About 2 years ago I switched to Progression Ignition Bluetooth controlled HEI’s on both cars. So far, so great. No ping, There’s no advance below 900 rpm so both cars fire up perfectly with no too-much-advance starter strain. The real advantages of these things are that
1) you can build your own timing tables with an app on your phone. And have multiple maps for different kinds of gas. For me this ability has totally eliminated knocks all across the RPM band from idle, to part throttle to WOT. That’s a big leap for me. I got _way_ into springs & vacuum cans before this and could never really get the engines quite right. Progression distributors got me across the performance line.
2) You can shut down the distributor so it won’t fire unless your phone is nearby. Nice anti-theft feature, though I don’t use it much.
3) It’s a driving distraction, but the phone app has a gauge page which shows advance in realtime as the engine is running and the vacuum input so you can improve your maps.
I’m not affiliated with the company, just reporting a couple of years experience. Long term, if they crater (go out of business) you’ll be stuck with no way to update the distributor or get new modules. The app won’t get updated an so on. These are risks I’m running now.
As you can tell, I’m happy to be at this chapter of the journey.
went through the mallory unilite distributor experiement in the 80’s. Maybe it lasted a year until i had a problem like you describe.
I went back to points, then to gm hei with a few wiring harness modifications as explained here on c/o. I ran gm hei from taylor for many many years. Very reliable but i kept a spare module in the car because they don’t fail elegantly. They just stop dead sometimes. Taylor and the others use the traditional gm weights and springs to control timing advance/retard which always left me with a mild midthrottle knock or i had to dial the timing back so far that the engines would underperform in my view.
About 2 years ago i switched to progression ignition bluetooth controlled hei’s on both cars. So far, so great. No ping, there’s no advance below 900 rpm so both cars fire up perfectly with no too-much-advance starter strain. The real advantages of these things are that
1) you can build your own timing tables with an app on your phone. And have multiple maps for different kinds of gas.
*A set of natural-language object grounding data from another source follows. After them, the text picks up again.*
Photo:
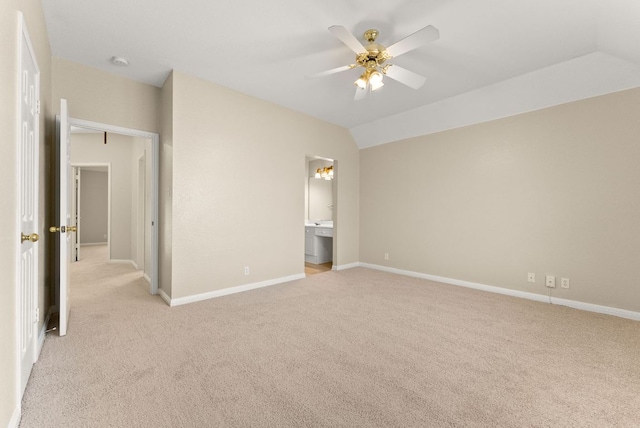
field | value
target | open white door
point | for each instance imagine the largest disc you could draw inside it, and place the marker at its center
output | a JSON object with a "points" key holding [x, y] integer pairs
{"points": [[29, 111], [65, 227]]}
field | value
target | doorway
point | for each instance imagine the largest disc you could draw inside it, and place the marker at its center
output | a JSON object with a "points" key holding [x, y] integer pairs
{"points": [[320, 204], [133, 164]]}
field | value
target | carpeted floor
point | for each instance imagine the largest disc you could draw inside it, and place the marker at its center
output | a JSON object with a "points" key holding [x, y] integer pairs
{"points": [[354, 348]]}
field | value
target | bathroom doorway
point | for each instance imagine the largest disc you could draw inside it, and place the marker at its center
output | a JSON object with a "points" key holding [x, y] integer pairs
{"points": [[320, 197]]}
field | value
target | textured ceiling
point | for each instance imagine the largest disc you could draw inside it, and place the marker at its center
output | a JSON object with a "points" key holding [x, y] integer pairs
{"points": [[265, 49]]}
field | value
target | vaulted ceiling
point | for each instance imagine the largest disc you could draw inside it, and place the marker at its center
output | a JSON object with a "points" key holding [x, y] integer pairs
{"points": [[494, 58]]}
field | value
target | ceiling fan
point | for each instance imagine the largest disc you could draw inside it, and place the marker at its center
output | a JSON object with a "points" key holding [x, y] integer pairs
{"points": [[373, 56]]}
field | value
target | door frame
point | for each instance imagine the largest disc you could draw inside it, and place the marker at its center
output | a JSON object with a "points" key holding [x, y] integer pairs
{"points": [[107, 165], [141, 212], [155, 180]]}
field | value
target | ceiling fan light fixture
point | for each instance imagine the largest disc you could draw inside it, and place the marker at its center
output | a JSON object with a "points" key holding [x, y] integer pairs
{"points": [[362, 81], [376, 85]]}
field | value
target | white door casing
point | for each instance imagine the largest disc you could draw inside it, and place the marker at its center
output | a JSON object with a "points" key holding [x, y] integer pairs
{"points": [[64, 216], [152, 219], [28, 170], [75, 215]]}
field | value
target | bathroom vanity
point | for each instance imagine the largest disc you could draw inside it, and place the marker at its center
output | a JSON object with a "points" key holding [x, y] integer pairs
{"points": [[318, 243]]}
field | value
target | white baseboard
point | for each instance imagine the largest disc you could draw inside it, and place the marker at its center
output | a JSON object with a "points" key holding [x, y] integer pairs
{"points": [[347, 266], [165, 296], [124, 261], [15, 418], [43, 332], [623, 313], [231, 290]]}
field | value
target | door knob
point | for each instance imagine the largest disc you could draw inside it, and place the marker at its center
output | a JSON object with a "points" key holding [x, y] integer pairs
{"points": [[32, 238]]}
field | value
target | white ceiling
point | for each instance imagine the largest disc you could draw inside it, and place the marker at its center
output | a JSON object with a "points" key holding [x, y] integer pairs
{"points": [[542, 52]]}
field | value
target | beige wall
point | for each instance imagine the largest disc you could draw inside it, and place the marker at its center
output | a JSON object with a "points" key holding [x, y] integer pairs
{"points": [[165, 201], [555, 191], [238, 188], [94, 208], [101, 97], [34, 18]]}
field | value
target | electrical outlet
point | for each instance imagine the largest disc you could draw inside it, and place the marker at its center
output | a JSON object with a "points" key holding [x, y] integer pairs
{"points": [[550, 281]]}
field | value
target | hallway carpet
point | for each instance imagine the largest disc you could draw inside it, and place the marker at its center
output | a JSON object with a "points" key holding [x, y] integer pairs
{"points": [[354, 348]]}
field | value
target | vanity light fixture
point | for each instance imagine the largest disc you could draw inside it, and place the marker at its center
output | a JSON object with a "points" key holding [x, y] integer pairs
{"points": [[118, 60], [326, 173]]}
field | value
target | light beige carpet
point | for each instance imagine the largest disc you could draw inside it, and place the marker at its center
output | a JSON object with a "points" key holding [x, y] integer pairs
{"points": [[355, 348]]}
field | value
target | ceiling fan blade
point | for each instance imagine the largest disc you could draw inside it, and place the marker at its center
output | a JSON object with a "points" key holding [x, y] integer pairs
{"points": [[413, 41], [361, 93], [332, 71], [405, 76], [347, 38]]}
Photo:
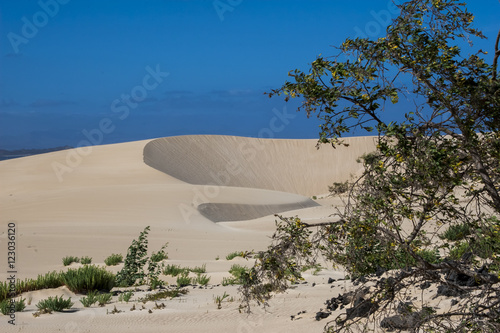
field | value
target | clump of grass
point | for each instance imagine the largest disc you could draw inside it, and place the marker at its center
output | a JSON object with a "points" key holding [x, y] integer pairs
{"points": [[125, 297], [85, 260], [68, 260], [104, 299], [159, 256], [233, 255], [6, 305], [90, 300], [163, 295], [201, 279], [219, 299], [174, 270], [183, 279], [238, 272], [113, 259], [457, 232], [54, 304], [49, 280], [200, 269], [88, 278]]}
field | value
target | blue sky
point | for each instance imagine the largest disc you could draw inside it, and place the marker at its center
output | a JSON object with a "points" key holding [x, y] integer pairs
{"points": [[135, 70]]}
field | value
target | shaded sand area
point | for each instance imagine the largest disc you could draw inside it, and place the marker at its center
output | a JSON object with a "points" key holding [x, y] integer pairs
{"points": [[206, 196]]}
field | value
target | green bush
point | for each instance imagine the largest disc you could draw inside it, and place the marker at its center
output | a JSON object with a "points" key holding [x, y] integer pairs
{"points": [[183, 279], [49, 280], [113, 260], [233, 255], [85, 260], [238, 272], [90, 300], [457, 232], [88, 278], [125, 297], [54, 304], [160, 255], [174, 270], [5, 305], [201, 279], [68, 260], [133, 268], [104, 299]]}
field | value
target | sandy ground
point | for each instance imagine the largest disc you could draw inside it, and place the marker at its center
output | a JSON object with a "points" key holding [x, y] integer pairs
{"points": [[94, 201]]}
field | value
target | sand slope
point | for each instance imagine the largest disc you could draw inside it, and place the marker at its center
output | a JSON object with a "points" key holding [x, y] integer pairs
{"points": [[107, 195], [293, 166]]}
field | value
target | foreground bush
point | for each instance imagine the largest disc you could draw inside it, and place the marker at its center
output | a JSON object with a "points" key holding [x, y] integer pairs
{"points": [[88, 278], [54, 304]]}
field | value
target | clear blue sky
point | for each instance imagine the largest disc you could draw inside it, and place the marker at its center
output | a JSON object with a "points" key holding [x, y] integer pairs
{"points": [[134, 70]]}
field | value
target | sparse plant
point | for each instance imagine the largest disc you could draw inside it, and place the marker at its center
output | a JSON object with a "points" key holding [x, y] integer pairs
{"points": [[199, 269], [163, 295], [7, 305], [219, 299], [68, 260], [201, 279], [113, 259], [233, 255], [90, 299], [160, 255], [125, 297], [88, 278], [104, 299], [173, 270], [57, 304], [183, 279], [86, 260]]}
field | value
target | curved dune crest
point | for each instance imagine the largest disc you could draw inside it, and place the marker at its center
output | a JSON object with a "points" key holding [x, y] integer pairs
{"points": [[286, 165]]}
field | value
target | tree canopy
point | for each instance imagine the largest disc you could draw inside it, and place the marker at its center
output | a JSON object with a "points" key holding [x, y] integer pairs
{"points": [[427, 206]]}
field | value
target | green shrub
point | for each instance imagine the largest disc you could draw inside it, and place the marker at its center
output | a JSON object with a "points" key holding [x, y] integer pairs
{"points": [[113, 260], [5, 305], [86, 260], [125, 297], [183, 279], [456, 232], [104, 299], [90, 300], [88, 278], [201, 269], [338, 188], [54, 304], [233, 255], [202, 280], [160, 255], [49, 280], [238, 272], [174, 270], [68, 260], [133, 268]]}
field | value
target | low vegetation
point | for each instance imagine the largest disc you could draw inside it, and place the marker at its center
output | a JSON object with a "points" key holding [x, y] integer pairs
{"points": [[88, 278], [56, 303], [113, 259], [68, 260]]}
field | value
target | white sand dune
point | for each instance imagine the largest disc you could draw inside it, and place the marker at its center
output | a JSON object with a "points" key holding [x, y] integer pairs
{"points": [[107, 195], [293, 166]]}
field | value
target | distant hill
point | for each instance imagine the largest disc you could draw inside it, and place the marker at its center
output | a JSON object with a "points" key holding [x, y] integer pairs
{"points": [[9, 154]]}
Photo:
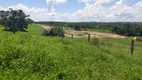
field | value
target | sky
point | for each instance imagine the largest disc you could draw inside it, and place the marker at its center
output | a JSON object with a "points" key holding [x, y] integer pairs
{"points": [[78, 10]]}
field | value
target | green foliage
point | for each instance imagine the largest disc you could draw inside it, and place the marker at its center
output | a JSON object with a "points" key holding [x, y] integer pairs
{"points": [[121, 28], [54, 32], [30, 56], [14, 20]]}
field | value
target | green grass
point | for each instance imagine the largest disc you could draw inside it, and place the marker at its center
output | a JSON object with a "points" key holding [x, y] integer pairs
{"points": [[30, 56], [99, 30]]}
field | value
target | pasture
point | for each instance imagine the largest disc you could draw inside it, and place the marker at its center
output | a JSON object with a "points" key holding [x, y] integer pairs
{"points": [[30, 56]]}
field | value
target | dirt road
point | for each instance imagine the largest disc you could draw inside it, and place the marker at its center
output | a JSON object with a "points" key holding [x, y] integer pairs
{"points": [[83, 34]]}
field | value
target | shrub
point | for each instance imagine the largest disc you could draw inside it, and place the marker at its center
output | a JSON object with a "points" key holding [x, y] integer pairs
{"points": [[54, 32]]}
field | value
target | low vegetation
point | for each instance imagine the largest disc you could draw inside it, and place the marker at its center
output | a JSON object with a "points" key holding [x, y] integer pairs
{"points": [[121, 28], [30, 56], [54, 32], [14, 20]]}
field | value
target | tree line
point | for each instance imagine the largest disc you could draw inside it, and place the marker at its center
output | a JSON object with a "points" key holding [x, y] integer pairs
{"points": [[14, 20], [122, 28]]}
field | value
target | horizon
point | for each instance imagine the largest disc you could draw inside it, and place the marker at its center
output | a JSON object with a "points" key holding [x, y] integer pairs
{"points": [[78, 10]]}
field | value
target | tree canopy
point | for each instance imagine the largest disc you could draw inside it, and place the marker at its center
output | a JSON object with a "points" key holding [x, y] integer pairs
{"points": [[14, 20]]}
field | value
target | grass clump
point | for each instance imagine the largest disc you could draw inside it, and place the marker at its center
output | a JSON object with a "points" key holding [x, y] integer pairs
{"points": [[30, 56]]}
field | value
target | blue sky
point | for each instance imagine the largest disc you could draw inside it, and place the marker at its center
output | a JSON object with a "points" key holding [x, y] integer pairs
{"points": [[69, 6], [78, 10]]}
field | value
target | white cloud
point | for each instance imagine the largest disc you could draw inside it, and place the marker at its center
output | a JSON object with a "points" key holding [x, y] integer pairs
{"points": [[51, 3], [124, 2], [96, 1], [91, 12]]}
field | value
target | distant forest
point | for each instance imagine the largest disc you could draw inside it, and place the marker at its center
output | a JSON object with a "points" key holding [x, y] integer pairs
{"points": [[121, 28]]}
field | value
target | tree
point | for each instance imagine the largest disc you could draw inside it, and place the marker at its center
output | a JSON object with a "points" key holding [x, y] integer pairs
{"points": [[54, 32], [14, 20]]}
For me this ability has totally eliminated knocks all across the rpm band from idle, to part throttle to wot. That’s a big leap for me. I got _way_ into springs & vacuum cans before this and could never really get the engines quite right. Progression distributors got me across the performance line.
2) you can shut down the distributor so it won’t fire unless your phone is nearby. Nice anti-theft feature, though i don’t use it much.
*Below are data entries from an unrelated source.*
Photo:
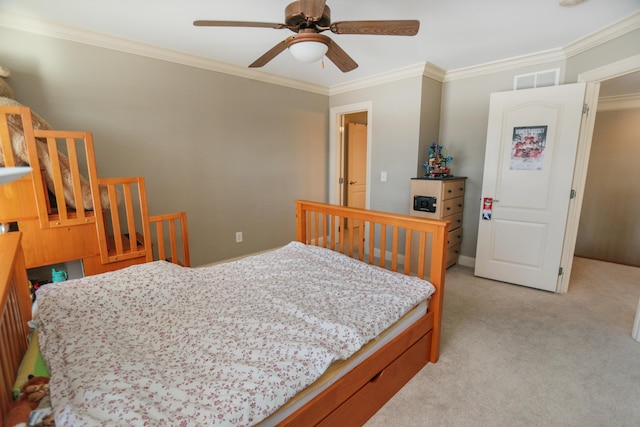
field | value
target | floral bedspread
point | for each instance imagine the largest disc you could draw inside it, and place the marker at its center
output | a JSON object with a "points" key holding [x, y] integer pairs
{"points": [[160, 344]]}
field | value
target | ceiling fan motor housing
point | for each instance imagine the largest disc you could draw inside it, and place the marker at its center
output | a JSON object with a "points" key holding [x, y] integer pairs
{"points": [[294, 17]]}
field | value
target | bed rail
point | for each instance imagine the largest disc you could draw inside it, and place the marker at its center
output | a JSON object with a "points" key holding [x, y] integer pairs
{"points": [[66, 212], [377, 238], [174, 228], [119, 236], [15, 311]]}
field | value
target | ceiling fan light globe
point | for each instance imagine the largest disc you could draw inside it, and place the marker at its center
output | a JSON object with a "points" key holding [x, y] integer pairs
{"points": [[308, 51]]}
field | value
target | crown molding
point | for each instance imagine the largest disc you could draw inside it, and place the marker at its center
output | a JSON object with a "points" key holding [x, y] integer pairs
{"points": [[46, 28], [378, 79], [545, 57], [620, 102], [608, 33], [30, 24]]}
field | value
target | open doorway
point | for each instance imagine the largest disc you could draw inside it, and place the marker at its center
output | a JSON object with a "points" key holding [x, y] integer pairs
{"points": [[354, 153], [350, 149], [593, 79]]}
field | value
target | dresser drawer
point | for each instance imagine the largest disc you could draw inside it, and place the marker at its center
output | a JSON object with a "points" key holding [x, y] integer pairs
{"points": [[456, 221], [454, 237], [453, 189], [451, 207], [452, 255]]}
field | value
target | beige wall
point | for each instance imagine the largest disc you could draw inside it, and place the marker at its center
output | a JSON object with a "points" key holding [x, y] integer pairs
{"points": [[396, 125], [465, 110], [231, 152], [610, 218], [242, 146]]}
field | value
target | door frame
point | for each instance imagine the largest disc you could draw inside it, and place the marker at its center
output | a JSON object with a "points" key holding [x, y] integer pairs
{"points": [[335, 148], [593, 79]]}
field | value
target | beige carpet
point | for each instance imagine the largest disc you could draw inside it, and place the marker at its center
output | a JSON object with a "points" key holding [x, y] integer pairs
{"points": [[515, 356]]}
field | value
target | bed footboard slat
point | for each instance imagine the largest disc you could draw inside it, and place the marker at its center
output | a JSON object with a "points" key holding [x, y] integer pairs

3) it’s a driving distraction, but the phone app has a gauge page which shows advance in realtime as the engine is running and the vacuum input so you can improve your maps.
I’m not affiliated with the company, just reporting a couple of years experience. Long term, if they crater (go out of business) you’ll be stuck with no way to update the distributor or get new modules. The app won’t get updated an so on. These are risks i’m running now.
As you can tell, i’m happy to be at this chapter of the journey.
GROUNDS!
You guys... these cars are 50-60 ± years old. The grounds started deteriorating days/months after they rolled off the assemble line.
Go through the car and do some cleaning.
Bad grounds = fried modules.
The Mallory and other ignition systems need good clean grounds. So do the rest of the cars systems.
My friends 55 SBC did this same thing. We replaced the Unilite module, cleaned the grounds, and ran a dedicated strap from the engine to the frame, to the engine and firewall and cleaned the battery to engine block neg wire. Did this 15 years ago and its still running strong. Probably time to re-clean them.